The tool is useful for companies who need detailed analysis of several stack profiles.
New Relic is expensive but the company recently made its pricing model consumption-based.
SOME DRAWBACKS OF NEW RELIC INCLUDE
- Weak customer support
- Expensive even after consumption-based pricing model
- Debugging is complex and difficult
Nagios is an open-source that monitors systems, networks and infrastructure. It actively monitors health of services and maintains log stash files. It also shows the causes of downtime, duration of downtime and possible events that trigger outages
Nagios also offers several configuration options and alerts features. You can suppress alerts for a host, enforce maintenance mode on hosts, customize notification settings for alerts and much more.
Nagios supports hundreds of plugins. You can also create your own customizations and develop your own plugin support.
However, because Nagios is relatively old, it is difficult to operate with the latest infrastructure. It lacks database driven configuration, and forces you to use configuration files.
ITSM & Collaboration:
JIRA is a project management and collaboration tool used by software companies worldwide. JIRA is an extremely powerful tool and offers a variety of customizations and features.
In order to exploit the full benefits and power of JIRA, you will need an expert as the tool is difficult to configure if your requirements are complex. You can create timelines, sprint release plans and forecasts using JIRA’s Portfolio feature. You can use JIRA’s Structure to track progress to a granular level.

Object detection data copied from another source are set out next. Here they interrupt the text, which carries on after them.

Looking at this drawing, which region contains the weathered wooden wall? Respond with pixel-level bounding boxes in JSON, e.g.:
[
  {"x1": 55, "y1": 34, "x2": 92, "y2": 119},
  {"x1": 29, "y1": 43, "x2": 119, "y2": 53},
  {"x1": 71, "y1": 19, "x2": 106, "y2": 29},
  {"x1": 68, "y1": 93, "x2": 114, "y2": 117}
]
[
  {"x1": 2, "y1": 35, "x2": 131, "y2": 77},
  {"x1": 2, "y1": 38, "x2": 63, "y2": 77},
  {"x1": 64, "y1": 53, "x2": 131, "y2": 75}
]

SOME OTHER FEATURES INCLUDE
- Zephyr for JIRA is a native test application which could be used for the entire software test life cycle
- Critical path tool
- Native tools to calculate team velocity
- Integrations with Atlassian’s products like BitBucket and Bamboo
SOME DRAWBACKS OF JIRA INCLUDE
- Boring and sometimes confusing UI
- Buckets/Containers are called “Projects” in JIRA which is confusing
Slack is a collaboration and communications tool that has gained massive popularity lately. Slack is famous for its real-time conversations, its search feature and friendly UI.
Slack is swiftly replacing email in the software industry because of its robust UI, fun features and agility.
Because of its popularity, several software collaboration tools now offer Slack integrations for instant messaging.
JIRA and Slack integration is commonly used for project activity logs, virtual Sprint retro meetings, ticket solutions and alerts.
Custom chat bots, infrastructure routines and triggers could also be made for Slack using programming.
Microsoft Teams is a communication and collaboration tool. It is useful for companies working in the Windows ecosystem. Apart from instant messaging service, Teams is useful because of its integration with Azure DevOps platform. You can also connect your Teams with Azure Repos and Azure Pipelines.
Teams offer different channels where teams can collaborate with each other. This creates a project-specific communications repo which you could search anytime.
SOME OTHER FEATURES INCLUDE:
- File repos
- Phone/video conferencing
- Chatbot integrations
- Office 365 integration
While choice is great, the multitude of tools available can be daunting. Lack of standardization and automation, can create extremely high learning curves during onboarding and/or hand-off. Often, teams within the same organization invest in similar, overlapping tools, wasting both time and financial resources. As the endless pain of building and integrating the toolchains burn out developers, security issues become rampant as tool versions age and integrations get stuck depending on legacy code.
Without automation, these toolchains age poorly. All of this creates a DevOps environment that is as stable as a house built on sand.